Sec-Fetch-Storage-Access header

Experimental: This is an experimental technology
Check the Browser compatibility table carefully before using this in production.

The HTTP Sec-Fetch-Storage-Access fetch metadata request header provides the "storage access status" for the current fetch context.

The status can indicate that permission to access unpartitioned third-party cookies:

Is not granted.
Has been granted but not activated for the current request context.
Has been granted for the current request content, and the cookies have been sent with the request.

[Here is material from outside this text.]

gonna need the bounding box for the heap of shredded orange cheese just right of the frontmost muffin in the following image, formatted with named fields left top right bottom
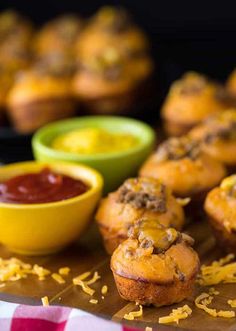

Supporting browsers must include this header on cross-site requests when the request credential mode is include. The header should not be sent with same-site requests (since those requests cannot involve cross-site cookies), or if the request's credentials mode is "omit". The requested resource must also have a potentially trustworthy origin.

If a storage access permission has been granted but not activated, a server can respond with Activate-Storage-Access to request activation of the permission for the context. For more information see Storage access headers in the Storage Access API overview.

Header type	Fetch Metadata Request Header
Forbidden request header	Yes (`Sec-` prefix)
CORS-safelisted request header	No

Syntax

http

Sec-Fetch-Storage-Access: none
Sec-Fetch-Storage-Access: inactive
Sec-Fetch-Storage-Access: active

Directives

A value indicating the storage access status for the current fetch context. The following values are allowed (servers should ignore other values):

none: The context does not have the storage-access permission or access to unpartitioned cookies.
inactive: The context has the storage-access permission, but has not opted into using it (and does not have unpartitioned cookie access through other means). If this value is set, then the Origin request header should also be set.
active: The context has unpartitioned cookie access. If this value is set, then the Origin request header should also be set.